By Paul Biasco | February 14, 2013 5:57pm | Updated on February 15, 2013 1:10pm

LINCOLN PARK — The remaining unsold items from the acclaimed Charlie Trotter's restaurant are again for sale, but prices remained at rock bottom toward the end of the opening day of bidding.

In an online auction that went live Thursday morning, most of the 744 items from his now-shuttered restaurant at 816 W. Armitage Ave. had no bids on them. Most had opening prices of $10, including China, cookware and tables, and there is no reserve price on any of the items.

A Jade wood-burning range on wheels had a $23 bid on it, while a sub-zero wine cooler had a $70 bid. Among the highest-priced items was a "Viennese secessionist settee," which had a bid of $110 Thursday afternoon.

Bidding ends at 5 p.m.
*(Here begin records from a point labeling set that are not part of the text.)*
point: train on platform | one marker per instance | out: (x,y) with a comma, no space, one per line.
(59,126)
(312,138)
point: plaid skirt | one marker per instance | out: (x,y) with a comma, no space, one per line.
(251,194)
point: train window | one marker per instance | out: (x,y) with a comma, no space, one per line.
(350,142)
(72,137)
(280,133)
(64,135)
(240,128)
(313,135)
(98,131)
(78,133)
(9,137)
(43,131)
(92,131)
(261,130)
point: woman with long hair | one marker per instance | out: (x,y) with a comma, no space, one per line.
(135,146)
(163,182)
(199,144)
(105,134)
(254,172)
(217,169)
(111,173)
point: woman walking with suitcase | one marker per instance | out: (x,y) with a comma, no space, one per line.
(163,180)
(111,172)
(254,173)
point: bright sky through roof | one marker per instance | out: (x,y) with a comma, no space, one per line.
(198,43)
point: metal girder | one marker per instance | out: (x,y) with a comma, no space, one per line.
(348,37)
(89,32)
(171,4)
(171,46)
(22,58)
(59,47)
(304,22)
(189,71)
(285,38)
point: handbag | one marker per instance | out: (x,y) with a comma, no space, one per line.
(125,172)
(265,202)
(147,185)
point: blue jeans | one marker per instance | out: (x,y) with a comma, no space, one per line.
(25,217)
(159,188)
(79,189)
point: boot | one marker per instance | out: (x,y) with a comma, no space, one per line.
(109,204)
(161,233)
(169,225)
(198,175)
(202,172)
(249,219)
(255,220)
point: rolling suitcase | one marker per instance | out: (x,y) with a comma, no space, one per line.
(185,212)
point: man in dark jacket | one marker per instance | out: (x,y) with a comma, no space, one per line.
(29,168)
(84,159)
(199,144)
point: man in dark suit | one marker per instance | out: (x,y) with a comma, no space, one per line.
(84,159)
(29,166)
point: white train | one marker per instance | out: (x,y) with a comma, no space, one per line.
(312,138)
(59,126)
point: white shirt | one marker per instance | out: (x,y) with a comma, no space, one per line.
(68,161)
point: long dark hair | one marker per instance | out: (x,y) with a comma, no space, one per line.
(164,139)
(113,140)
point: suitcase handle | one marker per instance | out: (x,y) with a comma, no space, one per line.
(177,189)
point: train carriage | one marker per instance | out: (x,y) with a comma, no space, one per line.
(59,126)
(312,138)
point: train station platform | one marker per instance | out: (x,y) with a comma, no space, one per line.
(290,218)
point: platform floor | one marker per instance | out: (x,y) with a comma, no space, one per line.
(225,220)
Feb. 25.

In December, Trotter halted the proceedings of a live auction at the closed restaurant after only about 10 percent of the 1,500 items he had then put up for sale were actually sold. 

Other items were receiving bids that were far less than Trotter thought they were worth, including the famed "chef's table" that had been in the kitchen of the restaurant but went for just $400, according to the Tribune.

"Charlie Trotter changed the way restaurants did business in his 20 years. The guy is a driven man, and the [original] auction was hard on him," said Scott Bowers, president of Auction Consultants, which is handling the current auction. "It was emotional for him, and it’s his stuff so if he wanted to do that it was his prerogative."

However, Bowers said this auction will continue to the scheduled end Feb. 25 regardless of the final bids.

After 25 years and countless awards, Trotter closed the restaurant and said he planned to go back to school to get a master's degree in philosophy at the University of Chicago this spring.

The last meal held at Charlie Trotter's was a pop-up reception in November for fellow chef Norman Van Aken in honor of Van Aken's book, for which Trotter wrote the forward.